In the clubhouse after Paxton's first defeat since April 25, it was too soon to come to any definitive conclusions about the situation.
What was known was this: trailing the game, 4-1, Paxton threw a 2-0 fastball to Brandon Moss and "felt a twinge" in the finger. He threw another and later said he couldn't finish the pitch and it went high for the third ball. He began wiggling his hand, knowing something was wrong, and was visited by athletic trainer Rob Nodine and then pulled from the game.
"I'm not sure exactly what's going on with it, but hopefully we'll have more information tomorrow," Paxton said. "Right now it feels fine. I have good movement in it. It's a little bit sore to the touch, so I'm not sure exactly what's going on."
If Paxton misses any significant amount of time, it will be tough to swallow, particularly with starter Hisashi Iwakuma already on the disabled list and most likely still weeks away from returning from a lat strain and a setback during rehab. Prior to Thursday, in which Paxton ended up giving up four runs (three earned) on eight hits in 4 2/3 innings, he had won three consecutive decisions and given up a total of six earned runs over his last five starts, which spanned a total of 34 innings.

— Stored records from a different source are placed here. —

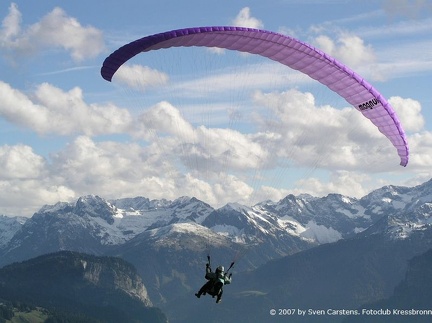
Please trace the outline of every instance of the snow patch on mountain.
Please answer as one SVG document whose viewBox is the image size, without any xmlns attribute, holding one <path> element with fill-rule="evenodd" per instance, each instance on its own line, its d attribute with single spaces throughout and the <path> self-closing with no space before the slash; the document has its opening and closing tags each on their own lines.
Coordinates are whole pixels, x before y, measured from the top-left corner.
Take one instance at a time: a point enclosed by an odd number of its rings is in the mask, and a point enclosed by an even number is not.
<svg viewBox="0 0 432 323">
<path fill-rule="evenodd" d="M 307 239 L 312 239 L 322 243 L 336 242 L 342 239 L 342 234 L 332 227 L 327 228 L 324 225 L 319 225 L 314 221 L 309 221 L 307 229 L 301 233 L 301 236 Z"/>
<path fill-rule="evenodd" d="M 418 223 L 401 223 L 395 222 L 394 226 L 389 230 L 389 234 L 393 239 L 404 240 L 411 236 L 413 232 L 424 231 L 428 228 L 427 225 Z"/>
<path fill-rule="evenodd" d="M 241 237 L 241 235 L 244 232 L 243 230 L 233 225 L 226 225 L 226 224 L 215 225 L 214 227 L 212 227 L 212 231 L 228 237 Z"/>
<path fill-rule="evenodd" d="M 208 233 L 208 229 L 198 225 L 196 223 L 174 223 L 169 226 L 169 233 L 181 233 L 181 234 L 194 234 L 194 235 L 205 235 Z"/>
<path fill-rule="evenodd" d="M 302 234 L 307 230 L 307 228 L 292 217 L 284 216 L 282 218 L 279 218 L 277 221 L 279 225 L 284 228 L 290 235 L 305 238 L 302 236 Z"/>
</svg>

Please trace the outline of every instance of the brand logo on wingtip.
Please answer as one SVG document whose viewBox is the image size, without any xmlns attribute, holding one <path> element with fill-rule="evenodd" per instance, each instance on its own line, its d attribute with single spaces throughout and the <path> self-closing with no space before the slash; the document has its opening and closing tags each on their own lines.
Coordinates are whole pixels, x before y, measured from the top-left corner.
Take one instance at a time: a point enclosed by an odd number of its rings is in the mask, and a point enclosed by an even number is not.
<svg viewBox="0 0 432 323">
<path fill-rule="evenodd" d="M 362 104 L 359 104 L 357 107 L 359 110 L 367 110 L 367 109 L 373 109 L 375 106 L 380 104 L 381 102 L 378 99 L 372 99 L 366 102 L 363 102 Z"/>
</svg>

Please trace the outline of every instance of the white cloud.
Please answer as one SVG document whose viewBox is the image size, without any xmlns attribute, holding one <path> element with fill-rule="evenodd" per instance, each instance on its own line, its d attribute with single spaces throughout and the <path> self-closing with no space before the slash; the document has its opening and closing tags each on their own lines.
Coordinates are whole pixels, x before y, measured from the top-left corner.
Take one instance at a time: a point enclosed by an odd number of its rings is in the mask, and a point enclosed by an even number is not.
<svg viewBox="0 0 432 323">
<path fill-rule="evenodd" d="M 392 2 L 388 1 L 389 4 Z M 402 5 L 399 6 L 397 2 Z M 408 5 L 409 2 L 411 4 Z M 396 0 L 392 5 L 395 8 L 422 8 L 421 17 L 386 20 L 383 19 L 384 11 L 377 10 L 348 17 L 349 27 L 341 27 L 347 19 L 328 21 L 310 29 L 312 34 L 319 35 L 313 36 L 310 42 L 369 80 L 384 81 L 416 74 L 427 75 L 432 70 L 432 42 L 428 37 L 432 19 L 430 14 L 426 14 L 427 6 L 423 0 Z M 431 7 L 432 5 L 429 9 Z M 409 16 L 408 13 L 409 10 L 406 11 Z M 371 22 L 365 25 L 363 21 L 357 23 L 358 27 L 352 27 L 356 18 Z M 394 43 L 394 39 L 398 41 Z M 371 45 L 372 42 L 374 46 Z"/>
<path fill-rule="evenodd" d="M 421 114 L 420 102 L 413 99 L 403 99 L 399 96 L 391 97 L 388 101 L 395 109 L 406 132 L 423 130 L 425 120 Z"/>
<path fill-rule="evenodd" d="M 0 39 L 2 42 L 11 41 L 21 31 L 21 12 L 15 3 L 9 7 L 9 14 L 3 19 L 0 30 Z"/>
<path fill-rule="evenodd" d="M 329 192 L 339 193 L 350 197 L 363 197 L 369 190 L 370 177 L 365 174 L 348 171 L 335 171 L 325 182 L 316 177 L 305 178 L 297 185 L 314 196 L 325 196 Z M 301 192 L 299 192 L 301 193 Z"/>
<path fill-rule="evenodd" d="M 266 149 L 248 136 L 233 129 L 197 129 L 198 145 L 186 150 L 185 157 L 192 157 L 198 165 L 205 165 L 215 172 L 247 170 L 262 167 L 269 158 Z"/>
<path fill-rule="evenodd" d="M 44 204 L 71 201 L 75 193 L 52 179 L 0 180 L 0 214 L 31 216 Z"/>
<path fill-rule="evenodd" d="M 355 35 L 343 34 L 336 41 L 321 35 L 315 38 L 314 43 L 325 53 L 353 69 L 373 64 L 376 60 L 372 46 L 365 45 L 363 39 Z"/>
<path fill-rule="evenodd" d="M 232 23 L 234 26 L 257 29 L 263 28 L 264 26 L 261 20 L 251 16 L 251 10 L 249 7 L 244 7 L 241 9 Z"/>
<path fill-rule="evenodd" d="M 0 116 L 39 134 L 122 133 L 132 122 L 127 110 L 87 104 L 78 87 L 64 92 L 43 83 L 26 95 L 0 81 L 0 96 Z"/>
<path fill-rule="evenodd" d="M 115 106 L 85 103 L 79 88 L 64 92 L 41 84 L 28 95 L 0 82 L 0 94 L 0 113 L 15 124 L 38 133 L 87 134 L 52 154 L 50 162 L 26 146 L 2 147 L 2 187 L 28 194 L 29 209 L 37 199 L 44 204 L 85 194 L 170 199 L 190 195 L 216 207 L 232 201 L 278 200 L 288 192 L 361 196 L 367 192 L 368 177 L 359 172 L 399 167 L 395 149 L 361 113 L 352 107 L 317 106 L 312 94 L 295 89 L 256 92 L 253 102 L 260 109 L 251 120 L 257 131 L 248 133 L 193 125 L 168 102 L 133 118 Z M 418 102 L 396 97 L 391 103 L 408 129 L 421 129 Z M 97 142 L 89 137 L 116 131 L 137 141 Z M 427 171 L 430 134 L 409 140 L 415 151 L 410 163 Z M 304 171 L 307 175 L 297 183 L 301 190 L 276 189 L 283 176 L 270 179 L 266 172 L 292 165 L 335 173 L 323 181 Z M 257 176 L 261 171 L 262 177 Z"/>
<path fill-rule="evenodd" d="M 153 86 L 161 86 L 168 83 L 169 77 L 167 74 L 142 65 L 127 65 L 120 66 L 114 74 L 113 81 L 126 84 L 127 86 L 145 91 Z"/>
<path fill-rule="evenodd" d="M 158 134 L 170 134 L 181 141 L 195 141 L 191 124 L 184 119 L 177 108 L 166 101 L 144 111 L 137 118 L 136 129 L 136 135 L 141 135 L 147 140 Z"/>
<path fill-rule="evenodd" d="M 296 165 L 326 169 L 377 171 L 398 164 L 390 141 L 352 107 L 339 110 L 316 106 L 310 93 L 293 89 L 282 93 L 257 92 L 255 101 L 274 114 L 270 118 L 257 117 L 264 133 L 277 134 L 262 143 L 272 156 L 289 159 Z M 372 168 L 374 158 L 383 160 Z"/>
<path fill-rule="evenodd" d="M 32 215 L 43 204 L 74 198 L 47 161 L 27 145 L 0 147 L 0 214 Z"/>
<path fill-rule="evenodd" d="M 210 181 L 204 180 L 200 172 L 181 174 L 173 154 L 169 147 L 163 148 L 158 143 L 148 147 L 135 143 L 97 143 L 82 136 L 53 156 L 51 171 L 79 195 L 96 193 L 109 198 L 144 194 L 150 198 L 175 199 L 189 195 L 221 206 L 232 199 L 247 200 L 253 190 L 223 172 L 214 174 Z"/>
<path fill-rule="evenodd" d="M 423 131 L 408 136 L 410 161 L 408 167 L 430 174 L 432 165 L 432 133 Z"/>
<path fill-rule="evenodd" d="M 300 194 L 304 193 L 301 191 Z M 279 201 L 289 194 L 293 194 L 292 188 L 274 188 L 267 185 L 261 185 L 255 188 L 246 205 L 254 205 L 263 201 Z"/>
<path fill-rule="evenodd" d="M 96 143 L 80 136 L 52 156 L 52 169 L 80 194 L 92 194 L 92 190 L 106 194 L 120 191 L 124 182 L 140 181 L 149 167 L 141 156 L 137 144 Z"/>
<path fill-rule="evenodd" d="M 191 170 L 218 173 L 251 169 L 261 167 L 270 158 L 253 136 L 229 128 L 193 127 L 168 102 L 145 111 L 136 125 L 136 136 L 158 142 Z"/>
<path fill-rule="evenodd" d="M 35 179 L 43 175 L 45 161 L 25 145 L 0 147 L 0 179 Z"/>
<path fill-rule="evenodd" d="M 261 124 L 262 132 L 255 134 L 203 126 L 194 128 L 175 107 L 161 103 L 145 115 L 146 127 L 158 132 L 147 145 L 97 142 L 80 136 L 52 154 L 50 162 L 27 146 L 1 147 L 0 166 L 4 172 L 0 173 L 0 188 L 5 194 L 0 201 L 11 200 L 4 201 L 0 212 L 16 214 L 18 208 L 14 209 L 13 203 L 15 207 L 20 205 L 20 210 L 34 212 L 41 204 L 85 194 L 168 199 L 189 195 L 219 207 L 233 201 L 249 204 L 265 199 L 279 200 L 288 193 L 308 192 L 322 196 L 338 192 L 361 197 L 368 188 L 379 187 L 372 183 L 369 175 L 360 172 L 365 166 L 362 156 L 383 155 L 378 158 L 380 161 L 391 158 L 387 157 L 386 149 L 380 147 L 385 140 L 375 141 L 374 136 L 383 136 L 370 134 L 369 126 L 360 126 L 360 134 L 353 135 L 352 125 L 362 123 L 363 117 L 358 111 L 316 107 L 311 94 L 296 90 L 257 93 L 255 99 L 267 104 L 274 114 L 274 118 Z M 402 101 L 413 104 L 409 100 Z M 428 171 L 432 163 L 432 136 L 416 134 L 410 141 L 415 151 L 411 163 Z M 357 150 L 351 148 L 356 146 L 359 146 Z M 275 166 L 278 157 L 296 160 L 308 175 L 289 189 L 275 188 L 283 182 L 286 176 L 283 172 L 273 182 L 265 177 L 261 181 L 256 175 Z M 388 163 L 399 167 L 396 158 L 393 158 L 394 163 L 387 162 L 384 167 L 387 168 Z M 311 164 L 310 159 L 315 160 L 315 164 Z M 370 159 L 369 162 L 374 165 Z M 312 177 L 312 172 L 307 171 L 321 167 L 337 170 L 330 172 L 328 180 Z M 261 187 L 262 184 L 265 185 Z"/>
<path fill-rule="evenodd" d="M 0 32 L 0 44 L 4 50 L 27 56 L 44 49 L 62 48 L 75 61 L 95 57 L 104 50 L 101 31 L 92 26 L 82 26 L 61 8 L 53 9 L 24 30 L 20 24 L 21 13 L 12 3 Z"/>
</svg>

He wasn't even hit that hard on Thursday, either. The Indians' pivotal inning, the fourth, included an infield single off the bat of Jose Ramirez that Paxton couldn't quite get control of and a walk to Michael Bourn to load the bases. That led to a Jason Kipnis RBI single and a soft grounder by Mike Aviles that shortstop Chris Taylor charged and couldn't field, allowing another run to score. Taylor was given an error on the play, and the next batter, Michael Brantley, drove in the third run of the frame with a groundout to first.
"That's part of baseball," Mariners manager Lloyd McClendon said. "The play that hurt us was probably the walk to Bourn. Other than that I thought he threw the ball pretty good."
Paxton agreed, adding, "I think I made pretty good pitches there and they just put it where we weren't."
Now the Mariners will wait and see what the team's medical staff has to say.
"Obviously I'm not happy about it, but I'm staying positive and I don't think it's going to be anything too big, hopefully," Paxton said. "We'll find out tomorrow. Right now it has pretty good movement and it already feels better than it did an hour ago. Hopefully by tomorrow it'll feel much better."